Near Total Electronic Spin Separation as Caused by Nuclear Dynamics: Perturbing a Real-Valued Conical Intersection with Complex-Valued Spin-Orbit Coupling

TL;DR

This paper demonstrates that nuclear dynamics near conical intersections, when perturbed by spin-orbit coupling, can lead to highly efficient spin selectivity, opening new avenues for spintronic device design and requiring correction in semiclassical simulations.

Contribution

It reveals how complex spin-orbit coupling influences nuclear pathways at conical intersections, resulting in large spin polarization effects.

Findings

Small spin-orbit coupling causes large spin selectivity.

Berry force significantly affects pathway selection.
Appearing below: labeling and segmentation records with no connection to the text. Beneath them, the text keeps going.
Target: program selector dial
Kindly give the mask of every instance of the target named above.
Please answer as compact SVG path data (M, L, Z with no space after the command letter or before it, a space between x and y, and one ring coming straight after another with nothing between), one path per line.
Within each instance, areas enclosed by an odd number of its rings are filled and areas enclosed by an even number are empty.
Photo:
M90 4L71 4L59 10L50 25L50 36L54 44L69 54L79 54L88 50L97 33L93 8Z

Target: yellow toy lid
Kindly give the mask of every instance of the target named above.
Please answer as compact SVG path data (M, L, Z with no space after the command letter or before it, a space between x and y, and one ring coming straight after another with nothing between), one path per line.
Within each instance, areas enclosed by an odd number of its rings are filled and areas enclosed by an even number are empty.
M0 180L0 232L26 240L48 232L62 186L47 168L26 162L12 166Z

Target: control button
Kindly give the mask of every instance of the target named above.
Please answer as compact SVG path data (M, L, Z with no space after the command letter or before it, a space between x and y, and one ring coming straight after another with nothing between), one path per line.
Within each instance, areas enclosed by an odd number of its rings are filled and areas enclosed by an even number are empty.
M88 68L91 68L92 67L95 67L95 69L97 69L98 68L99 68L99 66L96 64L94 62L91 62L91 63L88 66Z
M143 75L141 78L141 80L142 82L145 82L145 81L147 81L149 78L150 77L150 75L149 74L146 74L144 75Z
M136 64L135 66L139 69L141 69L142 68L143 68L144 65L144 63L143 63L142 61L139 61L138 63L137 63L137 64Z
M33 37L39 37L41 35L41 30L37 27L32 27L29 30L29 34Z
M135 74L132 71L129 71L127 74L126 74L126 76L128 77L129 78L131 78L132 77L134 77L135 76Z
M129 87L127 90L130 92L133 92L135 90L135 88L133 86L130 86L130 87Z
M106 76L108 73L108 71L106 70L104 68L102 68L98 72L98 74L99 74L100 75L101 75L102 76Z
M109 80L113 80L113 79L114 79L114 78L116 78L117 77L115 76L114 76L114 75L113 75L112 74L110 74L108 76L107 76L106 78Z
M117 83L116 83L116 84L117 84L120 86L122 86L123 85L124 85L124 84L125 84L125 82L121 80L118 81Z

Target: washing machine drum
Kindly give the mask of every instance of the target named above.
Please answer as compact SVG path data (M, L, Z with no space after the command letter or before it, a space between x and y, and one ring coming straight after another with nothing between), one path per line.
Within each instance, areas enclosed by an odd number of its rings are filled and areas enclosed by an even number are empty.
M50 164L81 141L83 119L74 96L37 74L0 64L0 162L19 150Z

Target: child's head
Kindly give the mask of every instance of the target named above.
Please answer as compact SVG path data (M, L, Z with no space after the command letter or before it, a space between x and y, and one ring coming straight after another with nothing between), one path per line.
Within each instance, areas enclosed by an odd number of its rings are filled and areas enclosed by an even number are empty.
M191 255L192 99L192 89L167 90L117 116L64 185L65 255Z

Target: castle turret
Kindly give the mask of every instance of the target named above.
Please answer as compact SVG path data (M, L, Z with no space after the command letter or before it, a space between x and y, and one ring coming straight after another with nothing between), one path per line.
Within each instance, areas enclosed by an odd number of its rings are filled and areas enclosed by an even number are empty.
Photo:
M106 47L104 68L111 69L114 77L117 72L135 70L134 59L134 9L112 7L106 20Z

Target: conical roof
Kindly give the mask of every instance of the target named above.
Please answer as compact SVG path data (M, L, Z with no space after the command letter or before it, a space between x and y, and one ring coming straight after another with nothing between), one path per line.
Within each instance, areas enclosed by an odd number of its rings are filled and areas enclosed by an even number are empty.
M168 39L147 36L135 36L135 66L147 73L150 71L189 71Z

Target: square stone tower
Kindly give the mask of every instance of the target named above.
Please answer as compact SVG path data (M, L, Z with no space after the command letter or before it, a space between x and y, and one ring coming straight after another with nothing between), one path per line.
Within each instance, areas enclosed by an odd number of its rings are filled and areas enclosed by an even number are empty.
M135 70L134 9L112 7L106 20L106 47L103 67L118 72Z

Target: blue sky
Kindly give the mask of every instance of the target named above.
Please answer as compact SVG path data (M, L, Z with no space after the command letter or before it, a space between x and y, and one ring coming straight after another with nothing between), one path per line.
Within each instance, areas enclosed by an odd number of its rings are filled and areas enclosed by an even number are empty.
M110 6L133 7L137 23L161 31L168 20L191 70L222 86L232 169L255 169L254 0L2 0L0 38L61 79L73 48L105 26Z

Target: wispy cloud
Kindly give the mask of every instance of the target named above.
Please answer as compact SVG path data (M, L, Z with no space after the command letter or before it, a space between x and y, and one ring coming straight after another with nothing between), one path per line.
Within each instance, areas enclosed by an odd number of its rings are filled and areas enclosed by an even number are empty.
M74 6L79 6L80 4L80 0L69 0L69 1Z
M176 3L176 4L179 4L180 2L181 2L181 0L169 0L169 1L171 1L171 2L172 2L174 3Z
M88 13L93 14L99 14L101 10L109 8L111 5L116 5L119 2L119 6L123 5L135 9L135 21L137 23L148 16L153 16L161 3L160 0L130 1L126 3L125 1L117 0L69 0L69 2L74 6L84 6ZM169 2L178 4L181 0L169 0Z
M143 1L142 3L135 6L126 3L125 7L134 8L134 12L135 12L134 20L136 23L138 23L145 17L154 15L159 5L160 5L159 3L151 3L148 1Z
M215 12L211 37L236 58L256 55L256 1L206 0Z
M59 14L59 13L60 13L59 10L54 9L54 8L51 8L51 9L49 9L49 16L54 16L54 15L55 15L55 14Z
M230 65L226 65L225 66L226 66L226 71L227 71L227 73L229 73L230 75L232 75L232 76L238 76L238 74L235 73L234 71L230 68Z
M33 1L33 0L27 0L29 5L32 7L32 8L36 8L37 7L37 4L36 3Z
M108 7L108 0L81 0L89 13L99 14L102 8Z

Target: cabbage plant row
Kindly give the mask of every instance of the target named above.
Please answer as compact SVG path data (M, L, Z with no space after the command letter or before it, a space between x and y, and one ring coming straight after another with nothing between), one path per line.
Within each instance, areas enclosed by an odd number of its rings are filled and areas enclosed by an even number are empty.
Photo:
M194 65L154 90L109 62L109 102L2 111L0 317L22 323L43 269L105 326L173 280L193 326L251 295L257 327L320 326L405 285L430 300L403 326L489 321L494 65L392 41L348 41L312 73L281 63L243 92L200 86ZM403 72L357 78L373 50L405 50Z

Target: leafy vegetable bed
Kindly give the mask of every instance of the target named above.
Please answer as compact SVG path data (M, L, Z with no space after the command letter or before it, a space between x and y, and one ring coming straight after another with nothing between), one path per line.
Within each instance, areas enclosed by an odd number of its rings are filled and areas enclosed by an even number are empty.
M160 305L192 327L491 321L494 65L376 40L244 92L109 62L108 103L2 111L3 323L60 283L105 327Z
Implications for designing spintronic devices and correcting semiclassical models.

Abstract

We investigate the nuclear dynamics near a real-valued conical intersection that is perturbed by a complex-valued spin-orbit coupling. For a model Hamiltonian with two outgoing channels, we find that even a small spin-orbit coupling can dramatically affect the pathway selection on account of Berry force, leading to extremely large spin selectivity (sometime as large as 100%). Thus, this Letter opens the door for organic chemists to start designing spintronic devices that use nuclear motion and conical intersections (combined with standard spin-orbit coupling) in order to achieve spin selection. Vice versa, for physical chemists, this Letter also emphasizes that future semiclassical simulations of intersystem crossing (which have heretofore ignored Berry force) should be corrected to account for the spin polarization that inevitably arises when dynamics pass near conical intersections.